Quando fala da insegurança que reina em Volta Redonda, o médico lembra do que acontecia na sua época de estudante. “A segurança no município, por ser uma cidade estratégica por conta da CSN, era prestada pela polícia da CSN, com a ‘Rádio Patrulha’. Tinha ainda a cobertura da polícia do exército, que rodava os bairros. Ninguém podia ficar nas ruas depois das 22 horas, e a gente fazia, cumpria direitinho, não tinha problema nenhum”, contou ele, provando que, hoje, os tempos são outros.
Já em relação à saúde, o hoje médico Paulo Cesar de Oliveira Caldas conta que antigamente o Hospital da CSN era referência e atendia todos os municípios e bairros da “vizinhança”. “Tínhamos também o Hospital São José, o Santa Margarida, o São Camilo, que era um hospital basicamente particular, mas era muito bom. Hoje em dia estão todos fechados. Hoje, se você passar em frente ao São Camilo, dá vontade de chorar. Está totalmente abandonado”, desabafou, para logo completar. “O Hospital da CSN está muito aquém do que era básico”, completou.
Ainda sobre a saúde, Caldas diz que conhece Volta Redonda e crê que, apesar dos inúmeros postos de saúde espalhados pela cidade, ainda há muito o que melhorar. “Tinha basicamente dois postos de saúde na época, o Sandu, no Conforto, e o Pronto Socorro. Hoje, apesar de vários postos em todos os bairros, falta muito recurso humano. É uma dificuldade muito grande”, pontua.
Um dos assuntos que vem tirando a paz do morador de Volta Redonda nos últimos anos é a questão do pó preto da CSN. A situação não é nova para Caldas. “O pó preto existia, mas não era com tanta intensidade. Os bairros mais atingidos eram Conforto e Rústico”, afirma o médico, que relembra um dado muito importante para que todos entendam a situação. “Houve um erro de projeto. Era para a CSN ficar de um lado do rio e a cidade, do outro lado. A CSN ficou exatamente no meio da cidade, por isso que existe esse pó preto. Aumentou e muito depois que a CSN foi privatizada, e hoje está um inferno. A grande massa de Volta Redonda hoje tem problemas respiratórios por isso”, desabafou.
Apesar da poluição, Volta Redonda, segundo Caldas, era uma cidade pequena, mas tinha um glamour. “Eu conhecia todas as pessoas do bairro onde eu morava, o Monte Castelo. Hoje eu moro na Morada da Colina e não sei o nome do meu vizinho. As pessoas não se comunicam. Eu queria que Volta Redonda voltasse a ser como era”, disparou.

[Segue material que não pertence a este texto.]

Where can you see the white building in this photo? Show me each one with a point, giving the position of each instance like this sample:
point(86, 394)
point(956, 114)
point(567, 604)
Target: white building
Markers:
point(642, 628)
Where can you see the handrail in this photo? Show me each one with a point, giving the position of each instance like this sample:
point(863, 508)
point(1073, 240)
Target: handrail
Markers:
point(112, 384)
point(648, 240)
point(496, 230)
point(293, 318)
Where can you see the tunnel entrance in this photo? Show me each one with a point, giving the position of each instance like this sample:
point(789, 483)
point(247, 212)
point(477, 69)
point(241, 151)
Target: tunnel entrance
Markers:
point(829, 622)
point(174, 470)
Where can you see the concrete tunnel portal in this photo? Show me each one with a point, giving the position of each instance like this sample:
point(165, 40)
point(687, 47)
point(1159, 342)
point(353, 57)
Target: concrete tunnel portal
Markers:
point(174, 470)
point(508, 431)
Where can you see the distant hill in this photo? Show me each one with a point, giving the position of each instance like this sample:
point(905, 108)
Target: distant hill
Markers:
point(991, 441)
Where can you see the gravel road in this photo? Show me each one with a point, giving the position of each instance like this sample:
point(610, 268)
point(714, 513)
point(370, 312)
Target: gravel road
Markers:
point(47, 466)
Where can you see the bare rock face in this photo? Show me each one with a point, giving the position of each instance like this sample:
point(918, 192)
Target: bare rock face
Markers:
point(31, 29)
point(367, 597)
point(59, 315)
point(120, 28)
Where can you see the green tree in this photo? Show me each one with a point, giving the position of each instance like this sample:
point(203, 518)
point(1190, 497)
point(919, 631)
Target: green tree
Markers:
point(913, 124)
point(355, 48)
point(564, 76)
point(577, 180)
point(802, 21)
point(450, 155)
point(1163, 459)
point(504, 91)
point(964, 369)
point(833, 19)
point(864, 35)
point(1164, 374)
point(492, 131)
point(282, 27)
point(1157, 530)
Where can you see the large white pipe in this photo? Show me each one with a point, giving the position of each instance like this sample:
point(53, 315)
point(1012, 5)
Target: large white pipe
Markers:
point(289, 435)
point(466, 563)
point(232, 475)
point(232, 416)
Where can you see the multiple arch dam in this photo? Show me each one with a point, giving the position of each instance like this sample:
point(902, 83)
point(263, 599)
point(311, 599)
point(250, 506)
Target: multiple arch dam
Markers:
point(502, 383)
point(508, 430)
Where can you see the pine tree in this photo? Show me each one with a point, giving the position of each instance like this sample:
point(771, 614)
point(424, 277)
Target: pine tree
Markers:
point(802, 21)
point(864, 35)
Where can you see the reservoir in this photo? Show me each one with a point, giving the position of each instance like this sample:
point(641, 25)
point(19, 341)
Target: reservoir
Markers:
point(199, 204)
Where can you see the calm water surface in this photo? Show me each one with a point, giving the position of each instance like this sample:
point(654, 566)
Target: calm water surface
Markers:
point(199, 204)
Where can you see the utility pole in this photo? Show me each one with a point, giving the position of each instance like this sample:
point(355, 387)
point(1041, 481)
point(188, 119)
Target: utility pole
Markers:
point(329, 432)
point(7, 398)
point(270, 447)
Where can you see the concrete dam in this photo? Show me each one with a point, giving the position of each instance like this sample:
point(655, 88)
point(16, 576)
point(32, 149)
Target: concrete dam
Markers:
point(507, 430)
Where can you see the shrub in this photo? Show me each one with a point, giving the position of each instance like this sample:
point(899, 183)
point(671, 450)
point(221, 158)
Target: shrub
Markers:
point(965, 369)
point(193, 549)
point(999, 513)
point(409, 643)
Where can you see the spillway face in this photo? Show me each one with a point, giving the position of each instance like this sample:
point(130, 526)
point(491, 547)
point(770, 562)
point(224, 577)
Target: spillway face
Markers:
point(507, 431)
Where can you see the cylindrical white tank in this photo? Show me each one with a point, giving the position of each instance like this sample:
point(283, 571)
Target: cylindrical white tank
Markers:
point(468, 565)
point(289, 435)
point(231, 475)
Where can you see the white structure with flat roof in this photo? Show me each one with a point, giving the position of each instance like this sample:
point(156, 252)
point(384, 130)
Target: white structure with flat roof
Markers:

Em termos de estrutura, ele acredita que a cidade enfrenta um problema sério com relação ao trânsito. “Volta Redonda cresceu muito em termos de população, e hoje não tem espaço para mais carros. Quando inaugurou a CSN, poucos funcionários tinham carros; meu pai mesmo só foi ter um depois de 30 anos trabalhando na empresa. Então, hoje, a vida em Volta Redonda está muito difícil, a cidade está violenta, a educação – principalmente no Colégio Macedo, onde eu estudei – está muito aquém do que era.”, comparou.
Para encerrar, Paulo Cesar diz aos jovens que, para se construir um futuro, ‘é preciso muito trabalho, dedicação e empenho’. E que, apesar dos altos e baixos, no seu aniversário de 69 anos, deseja que a cidade do aço seja cada dia mais a cidade da saúde, do emprego, da segurança, do desenvolvimento e do crescimento. Amém.